Old colleagues meetup

Yesterday afternoon, I met up with two colleagues from my last company. One of them is originally from New York but has spent the last five years living in San Francisco, so she was out here to see family and hang out. The second one is a New York native and someone I was quite close to while working at the last company. We were on a texting basis when working together about all the dirt at the last place, yet I knew that once we no longer worked together, we’d have little to nothing in common. The visiting ex-colleague reached out to organize a coffee meetup, so we got some drinks and brought them back to my rooftop and chatted for about an hour. It really wasn’t that long because one of them needed to head back to Queens for dinner, and well, the other reason was that we really don’t have much in common anymore. Sadly, it didn’t really feel that natural to be interacting with them, and it felt a little forced at times. It’s not that I think they are bad people, as I definitely do not think that at all. It’s more that we’re not really people who could ever be friends outside of work. Sometimes, that’s just the way it is with certain people. Once you take away the one thing you used to complain about and commiserate on together, it’s kind of over for you all. It’s always a bit of a gamble seeing former colleagues when they are no longer your colleagues because the one thing you had in common, work, is no longer a commonality anymore. I knew we didn’t have much in common in the way of hobbies or life interests in general, but at least we caught up on each other’s lives, respective work, and how that was all going. And with the pandemic’s end not really being in sight, we talked about how we coped with that and how our families managed, as well.

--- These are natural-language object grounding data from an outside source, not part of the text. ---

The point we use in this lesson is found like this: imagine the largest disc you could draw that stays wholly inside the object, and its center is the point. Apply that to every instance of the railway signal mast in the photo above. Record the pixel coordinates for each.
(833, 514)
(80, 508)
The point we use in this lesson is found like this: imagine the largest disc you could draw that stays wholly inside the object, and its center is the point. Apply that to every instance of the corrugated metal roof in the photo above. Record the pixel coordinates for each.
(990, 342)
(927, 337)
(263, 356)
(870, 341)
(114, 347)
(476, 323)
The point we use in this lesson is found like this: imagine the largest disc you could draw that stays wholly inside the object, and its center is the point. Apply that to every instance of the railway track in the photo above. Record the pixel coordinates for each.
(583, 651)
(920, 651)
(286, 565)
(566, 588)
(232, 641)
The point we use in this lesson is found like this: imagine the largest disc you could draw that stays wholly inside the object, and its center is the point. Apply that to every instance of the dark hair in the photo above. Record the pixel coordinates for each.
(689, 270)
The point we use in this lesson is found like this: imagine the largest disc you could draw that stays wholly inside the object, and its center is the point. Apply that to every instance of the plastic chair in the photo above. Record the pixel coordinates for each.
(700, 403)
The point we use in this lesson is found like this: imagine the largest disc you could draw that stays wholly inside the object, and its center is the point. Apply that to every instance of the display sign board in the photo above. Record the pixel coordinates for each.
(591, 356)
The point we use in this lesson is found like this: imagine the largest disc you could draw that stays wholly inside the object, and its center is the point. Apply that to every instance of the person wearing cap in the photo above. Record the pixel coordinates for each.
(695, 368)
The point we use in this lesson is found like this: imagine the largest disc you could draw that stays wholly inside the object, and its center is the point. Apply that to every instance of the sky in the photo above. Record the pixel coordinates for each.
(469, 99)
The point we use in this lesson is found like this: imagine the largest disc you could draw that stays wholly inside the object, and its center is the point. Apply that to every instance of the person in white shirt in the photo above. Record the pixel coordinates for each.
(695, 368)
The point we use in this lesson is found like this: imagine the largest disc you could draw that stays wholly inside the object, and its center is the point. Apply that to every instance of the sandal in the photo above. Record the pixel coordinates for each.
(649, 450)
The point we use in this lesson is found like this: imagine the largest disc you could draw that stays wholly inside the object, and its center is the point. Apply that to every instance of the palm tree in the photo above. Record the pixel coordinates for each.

It was a good attempt, but oh well. You can’t always remain friends with former colleagues even if you were really close while working together. C’est la vie.

32-week doctor’s appointment

I went in to the doctor’s for my 32-week OB appointment yesterday. There are four doctors and one nurse practitioner at the practice I go to, and so really any five of them could be there when I birth my baby, so they wanted me to ensure I met with all the providers before the baby comes. That’s a pretty easy thing to arrange since now until 36 weeks, I have appointments every two weeks, then after 36 weeks, the appointments are every week. And if I go over my due date at 40 weeks, they ask you to come in TWO TIMES per week. I met with the last doctor, who had a great bedside manner and answered all my questions really thoroughly and thoughtfully. She said our baby is still in the “perfect place,” meaning she’s head down still, and as of today, she is approximately 4 pounds, 5 ounces. My little munchkin has grown exactly a pound in just the last two weeks! These are all weight estimates from the ultrasound, and there can be minor inaccuracies once the baby is born, but this sounded pretty good to me and on track from what the doctor said.

I told the doctor about my concerns about pre-term labor, which is defined as labor that is before the 37th week mark. She said that it’s very rare, and she didn’t think I was at risk for it given how everything has been looking to date, plus I haven’t had any weird symptoms or bleeding that would indicate it could happen to me. But it still sits in the back of my mind since I know quite a handful of people who have gone into labor at 28, 32, 33, and 34 weeks. One of my friends had her water break at 34 weeks, but because she was in Amsterdam and had a nurse see her every week after the initial first week in the hospital for close monitoring, she gave birth at 37 weeks.

I want my little baby to bake as much as possible so that she’s as healthy as possible before she comes out. Her lungs still need developing, but the doctor said that that in the event pre-term labor happened, medication could be given to expedite lung growth to prepare the baby for life outside the womb. So at least there is that that’s been developed over the years to help premie babies.